El cuadro 'Mata Mua' vino de Polinesia y sufrió múltiples avatares antes de llegar al barón Thyssen en una subasta de Sotheby’s

Museo Nacional Thyssen-Bornemisza
Trabajos de embalaje del cuadro de Paul Gauguin ‘Mata Mua’, en el Museo Nacional Thyssen-Bornemisza, en junio de 2020.EL PAÍS
Manuel Vicent

Puede uno imaginar qué sería del Museo Thyssen-Bornemisza si en lugar de estar donde está, en un palacio remodelado a su antojo, amparado por la sombra protectora del Prado y a unos pasos del Reina Sofía se hallara situado en Cuatro Caminos, en Vallecas, en la plaza de Castilla o incluso en cualquier calle del barrio de Salamanca de Madrid, valiéndose solo por sí mismo.
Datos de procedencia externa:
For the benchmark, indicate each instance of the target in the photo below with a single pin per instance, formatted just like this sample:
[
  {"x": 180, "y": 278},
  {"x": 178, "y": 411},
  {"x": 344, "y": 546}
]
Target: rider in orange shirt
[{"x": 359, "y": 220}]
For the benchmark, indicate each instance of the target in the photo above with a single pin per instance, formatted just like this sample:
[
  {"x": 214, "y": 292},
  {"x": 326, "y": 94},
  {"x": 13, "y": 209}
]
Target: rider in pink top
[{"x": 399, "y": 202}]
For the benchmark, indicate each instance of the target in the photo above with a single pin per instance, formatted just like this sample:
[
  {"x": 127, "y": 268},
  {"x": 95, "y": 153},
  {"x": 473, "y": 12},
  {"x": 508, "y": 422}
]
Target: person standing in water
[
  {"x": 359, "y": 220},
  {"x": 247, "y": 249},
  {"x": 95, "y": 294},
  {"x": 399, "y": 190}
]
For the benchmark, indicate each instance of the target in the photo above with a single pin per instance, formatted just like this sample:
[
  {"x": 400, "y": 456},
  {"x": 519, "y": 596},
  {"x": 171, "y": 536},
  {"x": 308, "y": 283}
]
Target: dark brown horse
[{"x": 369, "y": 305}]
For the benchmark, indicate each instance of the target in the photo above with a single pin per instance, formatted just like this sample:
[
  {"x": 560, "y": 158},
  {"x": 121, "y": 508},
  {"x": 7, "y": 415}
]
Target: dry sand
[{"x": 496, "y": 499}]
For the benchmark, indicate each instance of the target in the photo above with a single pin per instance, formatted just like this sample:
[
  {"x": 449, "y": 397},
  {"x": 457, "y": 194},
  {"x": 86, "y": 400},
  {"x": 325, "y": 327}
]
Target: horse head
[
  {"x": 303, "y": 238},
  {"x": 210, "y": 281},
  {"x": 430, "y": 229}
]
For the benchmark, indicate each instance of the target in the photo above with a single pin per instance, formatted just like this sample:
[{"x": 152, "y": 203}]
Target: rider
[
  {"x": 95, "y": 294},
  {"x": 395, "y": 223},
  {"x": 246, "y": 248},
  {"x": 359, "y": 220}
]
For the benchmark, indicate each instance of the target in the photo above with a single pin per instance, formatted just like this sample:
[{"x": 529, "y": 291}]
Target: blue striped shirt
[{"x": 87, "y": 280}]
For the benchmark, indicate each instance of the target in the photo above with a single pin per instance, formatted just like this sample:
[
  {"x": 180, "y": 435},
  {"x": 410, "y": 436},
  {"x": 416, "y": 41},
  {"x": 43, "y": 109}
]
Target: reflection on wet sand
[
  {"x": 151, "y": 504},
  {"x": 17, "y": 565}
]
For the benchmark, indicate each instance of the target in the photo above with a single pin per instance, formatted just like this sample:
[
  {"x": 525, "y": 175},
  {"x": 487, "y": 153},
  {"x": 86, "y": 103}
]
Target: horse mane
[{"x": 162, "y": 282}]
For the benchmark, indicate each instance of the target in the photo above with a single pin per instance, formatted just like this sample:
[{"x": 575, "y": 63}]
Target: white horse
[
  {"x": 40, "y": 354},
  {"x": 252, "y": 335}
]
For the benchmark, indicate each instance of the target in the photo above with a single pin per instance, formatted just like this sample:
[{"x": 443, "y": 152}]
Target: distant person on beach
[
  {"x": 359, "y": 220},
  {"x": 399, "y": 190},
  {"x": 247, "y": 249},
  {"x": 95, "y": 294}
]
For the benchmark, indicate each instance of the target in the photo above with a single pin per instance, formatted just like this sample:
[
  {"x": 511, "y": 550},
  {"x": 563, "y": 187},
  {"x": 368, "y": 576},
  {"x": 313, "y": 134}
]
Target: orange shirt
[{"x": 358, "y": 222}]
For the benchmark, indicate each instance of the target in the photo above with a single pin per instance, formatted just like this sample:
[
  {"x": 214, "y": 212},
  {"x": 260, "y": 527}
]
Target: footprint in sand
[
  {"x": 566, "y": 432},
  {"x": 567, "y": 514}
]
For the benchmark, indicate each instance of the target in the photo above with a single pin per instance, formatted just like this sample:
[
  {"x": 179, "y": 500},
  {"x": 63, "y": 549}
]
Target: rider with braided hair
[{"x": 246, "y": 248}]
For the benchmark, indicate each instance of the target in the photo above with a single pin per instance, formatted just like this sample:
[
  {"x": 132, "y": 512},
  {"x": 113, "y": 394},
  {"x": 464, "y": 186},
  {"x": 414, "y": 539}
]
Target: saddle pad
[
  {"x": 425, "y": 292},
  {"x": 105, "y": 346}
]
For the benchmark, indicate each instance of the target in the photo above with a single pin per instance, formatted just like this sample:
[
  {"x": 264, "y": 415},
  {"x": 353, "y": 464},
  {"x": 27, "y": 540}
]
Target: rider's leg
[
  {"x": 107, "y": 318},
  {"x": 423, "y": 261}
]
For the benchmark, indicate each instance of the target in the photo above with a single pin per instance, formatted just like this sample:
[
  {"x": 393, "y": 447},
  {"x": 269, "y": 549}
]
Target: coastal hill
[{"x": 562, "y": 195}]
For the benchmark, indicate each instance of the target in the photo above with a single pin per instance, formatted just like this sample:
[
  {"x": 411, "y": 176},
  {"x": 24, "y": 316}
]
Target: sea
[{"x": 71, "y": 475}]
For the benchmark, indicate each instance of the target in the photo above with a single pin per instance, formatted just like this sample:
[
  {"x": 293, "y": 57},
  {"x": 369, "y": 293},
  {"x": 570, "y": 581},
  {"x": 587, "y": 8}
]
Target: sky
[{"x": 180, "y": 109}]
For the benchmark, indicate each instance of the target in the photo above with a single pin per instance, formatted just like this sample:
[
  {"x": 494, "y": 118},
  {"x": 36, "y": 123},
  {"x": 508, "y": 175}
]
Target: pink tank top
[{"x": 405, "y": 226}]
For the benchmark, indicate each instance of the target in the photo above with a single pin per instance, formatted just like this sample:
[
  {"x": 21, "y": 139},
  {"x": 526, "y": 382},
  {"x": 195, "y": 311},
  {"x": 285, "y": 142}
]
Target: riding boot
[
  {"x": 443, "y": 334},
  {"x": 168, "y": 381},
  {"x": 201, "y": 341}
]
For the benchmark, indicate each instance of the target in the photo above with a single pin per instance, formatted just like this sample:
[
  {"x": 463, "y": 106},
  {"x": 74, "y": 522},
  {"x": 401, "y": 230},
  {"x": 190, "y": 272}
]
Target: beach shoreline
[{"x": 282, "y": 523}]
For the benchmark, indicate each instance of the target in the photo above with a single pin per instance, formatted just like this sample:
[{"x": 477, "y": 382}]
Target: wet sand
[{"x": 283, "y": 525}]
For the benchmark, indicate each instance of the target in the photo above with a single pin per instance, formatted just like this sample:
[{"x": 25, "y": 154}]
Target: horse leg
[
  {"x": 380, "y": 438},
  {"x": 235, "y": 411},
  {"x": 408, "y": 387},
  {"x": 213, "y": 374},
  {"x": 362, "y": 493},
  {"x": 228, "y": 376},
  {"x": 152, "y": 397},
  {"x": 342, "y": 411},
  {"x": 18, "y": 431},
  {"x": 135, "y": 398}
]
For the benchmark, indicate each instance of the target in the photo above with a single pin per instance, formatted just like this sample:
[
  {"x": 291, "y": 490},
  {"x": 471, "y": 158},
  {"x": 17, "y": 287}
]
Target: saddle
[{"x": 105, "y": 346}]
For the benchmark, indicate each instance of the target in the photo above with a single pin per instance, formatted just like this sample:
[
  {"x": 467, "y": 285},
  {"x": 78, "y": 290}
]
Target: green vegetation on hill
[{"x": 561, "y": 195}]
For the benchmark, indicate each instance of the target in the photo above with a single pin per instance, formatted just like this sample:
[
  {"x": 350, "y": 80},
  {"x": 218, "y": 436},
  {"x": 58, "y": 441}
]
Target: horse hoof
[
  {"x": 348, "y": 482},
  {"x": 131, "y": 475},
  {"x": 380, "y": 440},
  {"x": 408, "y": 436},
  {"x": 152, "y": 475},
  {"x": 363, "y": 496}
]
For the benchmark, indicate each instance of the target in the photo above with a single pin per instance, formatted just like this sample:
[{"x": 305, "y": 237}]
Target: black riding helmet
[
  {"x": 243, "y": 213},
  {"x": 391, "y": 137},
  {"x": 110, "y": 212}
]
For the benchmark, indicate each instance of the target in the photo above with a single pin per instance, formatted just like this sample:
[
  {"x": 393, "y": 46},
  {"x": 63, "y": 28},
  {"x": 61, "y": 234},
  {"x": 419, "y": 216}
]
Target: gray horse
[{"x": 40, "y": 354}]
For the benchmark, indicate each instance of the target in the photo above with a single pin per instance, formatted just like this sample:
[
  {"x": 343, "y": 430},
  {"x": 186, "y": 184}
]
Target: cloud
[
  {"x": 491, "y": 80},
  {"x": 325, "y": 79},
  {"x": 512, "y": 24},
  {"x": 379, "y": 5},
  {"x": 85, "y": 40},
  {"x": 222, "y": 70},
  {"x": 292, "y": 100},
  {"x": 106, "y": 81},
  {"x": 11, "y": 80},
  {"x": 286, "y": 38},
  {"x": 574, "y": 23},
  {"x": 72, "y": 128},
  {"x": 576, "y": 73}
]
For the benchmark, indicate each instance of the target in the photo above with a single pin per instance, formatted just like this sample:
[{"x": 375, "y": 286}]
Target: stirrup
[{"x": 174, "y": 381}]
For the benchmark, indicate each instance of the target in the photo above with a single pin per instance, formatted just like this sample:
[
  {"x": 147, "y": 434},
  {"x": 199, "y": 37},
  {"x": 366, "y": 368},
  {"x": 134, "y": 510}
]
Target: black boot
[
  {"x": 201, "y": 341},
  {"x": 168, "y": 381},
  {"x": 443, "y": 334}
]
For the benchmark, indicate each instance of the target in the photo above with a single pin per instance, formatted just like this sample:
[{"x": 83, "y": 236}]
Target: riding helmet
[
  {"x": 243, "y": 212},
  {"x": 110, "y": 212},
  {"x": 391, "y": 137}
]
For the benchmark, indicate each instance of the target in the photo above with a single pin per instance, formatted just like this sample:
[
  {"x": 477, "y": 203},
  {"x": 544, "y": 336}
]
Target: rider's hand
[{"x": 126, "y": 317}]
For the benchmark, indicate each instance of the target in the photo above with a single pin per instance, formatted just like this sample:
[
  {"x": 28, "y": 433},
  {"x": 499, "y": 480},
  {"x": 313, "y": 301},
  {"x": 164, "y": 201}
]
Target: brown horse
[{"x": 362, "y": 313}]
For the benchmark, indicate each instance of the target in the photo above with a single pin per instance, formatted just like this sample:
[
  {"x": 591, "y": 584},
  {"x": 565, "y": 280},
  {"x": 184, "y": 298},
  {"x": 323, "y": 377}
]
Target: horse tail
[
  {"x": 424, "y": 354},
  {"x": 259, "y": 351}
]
Sin duda, su valor e impacto social quedarían reducidos a menos de la mitad. El hecho de que esa colección formada a voleo, sin un criterio estético preestablecido por el barón y sus antepasados, esté unido a perpetuidad al nombre de Thyssen-Bornemisza y prestigiada por la proyección internacional del Museo de Prado son valores inmateriales, pero altamente contables en economía. Negociadores políticos incompetentes, tal vez demasiado alegres y voraces, no tuvieron en cuenta este valor inconmensurable, que en Derecho Mercantil se llama aviamiento, a la hora poner precio más ajustado y condiciones más severas y favorables a la adquisición por parte del Estado español.
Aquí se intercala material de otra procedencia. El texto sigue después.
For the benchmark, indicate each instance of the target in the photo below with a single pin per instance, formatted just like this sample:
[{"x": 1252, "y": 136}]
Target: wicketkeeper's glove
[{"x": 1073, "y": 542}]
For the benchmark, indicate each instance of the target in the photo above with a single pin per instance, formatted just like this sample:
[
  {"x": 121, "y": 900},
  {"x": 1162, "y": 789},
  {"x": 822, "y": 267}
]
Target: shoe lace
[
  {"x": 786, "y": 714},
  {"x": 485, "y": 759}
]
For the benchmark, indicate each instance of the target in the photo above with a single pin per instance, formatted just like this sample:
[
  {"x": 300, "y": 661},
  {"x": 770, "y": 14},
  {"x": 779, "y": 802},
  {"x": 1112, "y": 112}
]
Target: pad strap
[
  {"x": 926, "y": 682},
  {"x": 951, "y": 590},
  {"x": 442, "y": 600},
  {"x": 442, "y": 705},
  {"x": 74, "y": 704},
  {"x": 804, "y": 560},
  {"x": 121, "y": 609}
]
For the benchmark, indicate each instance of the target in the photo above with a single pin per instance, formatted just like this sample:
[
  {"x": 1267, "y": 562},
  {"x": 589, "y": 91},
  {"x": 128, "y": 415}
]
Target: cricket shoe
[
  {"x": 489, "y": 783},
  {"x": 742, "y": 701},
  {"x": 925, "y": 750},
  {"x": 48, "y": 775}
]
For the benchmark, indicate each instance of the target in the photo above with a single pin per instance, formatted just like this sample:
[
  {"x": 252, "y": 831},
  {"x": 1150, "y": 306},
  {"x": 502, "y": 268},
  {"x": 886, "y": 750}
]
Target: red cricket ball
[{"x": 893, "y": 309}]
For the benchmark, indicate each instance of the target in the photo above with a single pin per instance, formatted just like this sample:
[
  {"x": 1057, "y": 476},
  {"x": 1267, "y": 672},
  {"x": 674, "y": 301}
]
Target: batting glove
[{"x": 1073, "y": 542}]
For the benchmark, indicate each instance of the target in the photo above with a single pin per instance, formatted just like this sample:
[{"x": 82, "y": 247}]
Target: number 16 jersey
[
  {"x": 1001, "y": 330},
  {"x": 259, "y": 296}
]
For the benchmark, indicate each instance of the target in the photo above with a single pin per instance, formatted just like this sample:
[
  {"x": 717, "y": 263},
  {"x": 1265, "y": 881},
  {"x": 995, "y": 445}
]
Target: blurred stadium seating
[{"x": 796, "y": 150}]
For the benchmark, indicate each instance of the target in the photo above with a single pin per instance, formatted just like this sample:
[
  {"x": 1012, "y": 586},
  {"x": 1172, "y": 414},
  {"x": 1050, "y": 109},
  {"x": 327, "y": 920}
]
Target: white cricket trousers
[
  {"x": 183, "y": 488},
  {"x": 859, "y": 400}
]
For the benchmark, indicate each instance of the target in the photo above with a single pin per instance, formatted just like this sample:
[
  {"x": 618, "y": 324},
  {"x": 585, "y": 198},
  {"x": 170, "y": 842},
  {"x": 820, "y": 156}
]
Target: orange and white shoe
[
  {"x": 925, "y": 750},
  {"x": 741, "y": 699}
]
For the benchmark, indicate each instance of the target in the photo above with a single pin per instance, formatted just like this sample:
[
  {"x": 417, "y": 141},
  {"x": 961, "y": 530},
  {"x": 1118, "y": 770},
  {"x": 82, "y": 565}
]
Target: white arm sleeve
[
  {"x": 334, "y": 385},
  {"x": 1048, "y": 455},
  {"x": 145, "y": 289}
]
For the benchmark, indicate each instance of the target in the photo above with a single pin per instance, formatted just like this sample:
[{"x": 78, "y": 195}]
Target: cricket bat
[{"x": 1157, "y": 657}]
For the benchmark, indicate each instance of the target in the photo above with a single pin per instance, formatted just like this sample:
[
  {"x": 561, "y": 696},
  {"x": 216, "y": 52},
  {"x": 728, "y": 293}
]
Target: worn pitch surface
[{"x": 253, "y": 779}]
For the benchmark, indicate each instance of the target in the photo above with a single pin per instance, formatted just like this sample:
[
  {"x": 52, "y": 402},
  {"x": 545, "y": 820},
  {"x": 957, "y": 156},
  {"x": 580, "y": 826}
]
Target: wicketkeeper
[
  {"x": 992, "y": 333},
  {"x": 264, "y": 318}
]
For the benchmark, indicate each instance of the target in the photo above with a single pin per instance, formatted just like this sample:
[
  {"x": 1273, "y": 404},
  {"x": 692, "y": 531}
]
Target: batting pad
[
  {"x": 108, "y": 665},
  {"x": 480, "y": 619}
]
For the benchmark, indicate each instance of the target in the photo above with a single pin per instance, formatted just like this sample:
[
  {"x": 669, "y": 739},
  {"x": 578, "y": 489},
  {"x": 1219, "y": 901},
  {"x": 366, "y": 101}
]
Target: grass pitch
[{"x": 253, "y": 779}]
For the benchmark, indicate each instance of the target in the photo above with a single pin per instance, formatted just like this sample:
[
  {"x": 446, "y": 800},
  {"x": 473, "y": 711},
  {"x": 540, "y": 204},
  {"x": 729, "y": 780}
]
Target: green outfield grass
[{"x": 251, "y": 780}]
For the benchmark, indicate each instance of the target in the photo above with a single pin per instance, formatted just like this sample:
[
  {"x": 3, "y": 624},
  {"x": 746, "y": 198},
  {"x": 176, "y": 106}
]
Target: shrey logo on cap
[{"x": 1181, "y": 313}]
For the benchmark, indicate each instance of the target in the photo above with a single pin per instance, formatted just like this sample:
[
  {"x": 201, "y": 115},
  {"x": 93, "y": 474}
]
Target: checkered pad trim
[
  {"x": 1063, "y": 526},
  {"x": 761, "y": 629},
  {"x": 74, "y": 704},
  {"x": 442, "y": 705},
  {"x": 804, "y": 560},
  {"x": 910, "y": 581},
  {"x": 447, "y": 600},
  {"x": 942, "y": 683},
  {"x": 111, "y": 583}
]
Desde su creación, Tita Cervera, una mujer de mundo, sumamente espabilada, con un toque de desenfado marbellero, se ha convertido en un referente problemático de la cultura española, que ha sometido su propia colección, depositada en el museo, a toda clase de pasiones y vaivenes, ajenos al arte frente a los ministros del ramo, a los que ha obligado a comer en su mano. Esta vez ha sido con ocasión del cuadro Mata Mua, de Paul Gauguin, de su colección, sacado de España con nocturnidad.
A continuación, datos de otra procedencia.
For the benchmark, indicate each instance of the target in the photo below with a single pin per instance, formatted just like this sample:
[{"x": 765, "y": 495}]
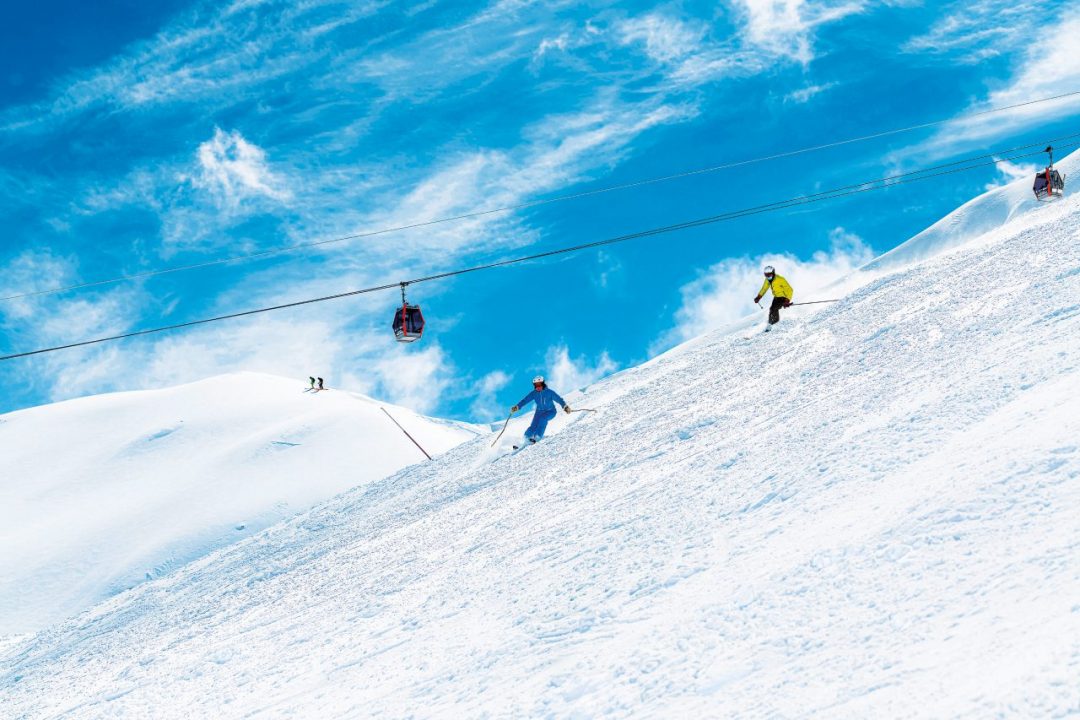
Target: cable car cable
[
  {"x": 794, "y": 202},
  {"x": 534, "y": 203}
]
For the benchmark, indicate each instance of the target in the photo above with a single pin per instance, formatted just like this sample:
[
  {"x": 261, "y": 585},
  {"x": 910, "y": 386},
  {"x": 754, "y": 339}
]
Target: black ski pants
[{"x": 774, "y": 309}]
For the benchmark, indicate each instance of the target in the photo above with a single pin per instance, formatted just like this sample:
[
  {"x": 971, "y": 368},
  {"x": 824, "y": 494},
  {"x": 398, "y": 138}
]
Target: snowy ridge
[
  {"x": 868, "y": 513},
  {"x": 138, "y": 484},
  {"x": 988, "y": 212}
]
He aquí el karma que acompaña a esta pintura. El 4 de noviembre de 1893, Paul Gauguin, de regreso de Tahití, expuso 44 lienzos y dos esculturas en la galería de Durand-Ruel, de la calle Laffitte en París. Los burgueses llevaban a sus hijos a la exposición para que se burlaran de los mamarrachos que pintaba este loco, de quien se decía que hacía años había abandonado el oficio de banquero, a su mujer danesa y a sus cinco hijos para dedicarse a pintar. La gente arreciaba en las risas ante sus cuadros, entre ellos uno titulado Mata Mua, compuesto de figuras de javanesas con sus senos cobrizos desnudos adorando a Hida, deidad de la luna. Poco después, en una subasta se exhibió al público por error boca abajo otro lienzo de Gauguin con la figura de un caballo blanco. El subastador exclamó: “Y aquí, ante ustedes, las cataratas del Niágara”. En medio de las carcajadas del público, un marchante muy avispado, Ambroise Vollard, pujó por el cuadro y se lo llevó por 300 francos. Si en vida Gauguin fue humillado con esta clase de escarnios, hoy la humillación se ha producido en sentido contrario, al ser zarandeado por ese enorme fardo de dinero que la baronesa piensa sacar de Mata Mua. Nadie le discute ese derecho, salvo que sin ese cuadro el Museo Thyssen vale 40 millones menos, el precio en que está valorado.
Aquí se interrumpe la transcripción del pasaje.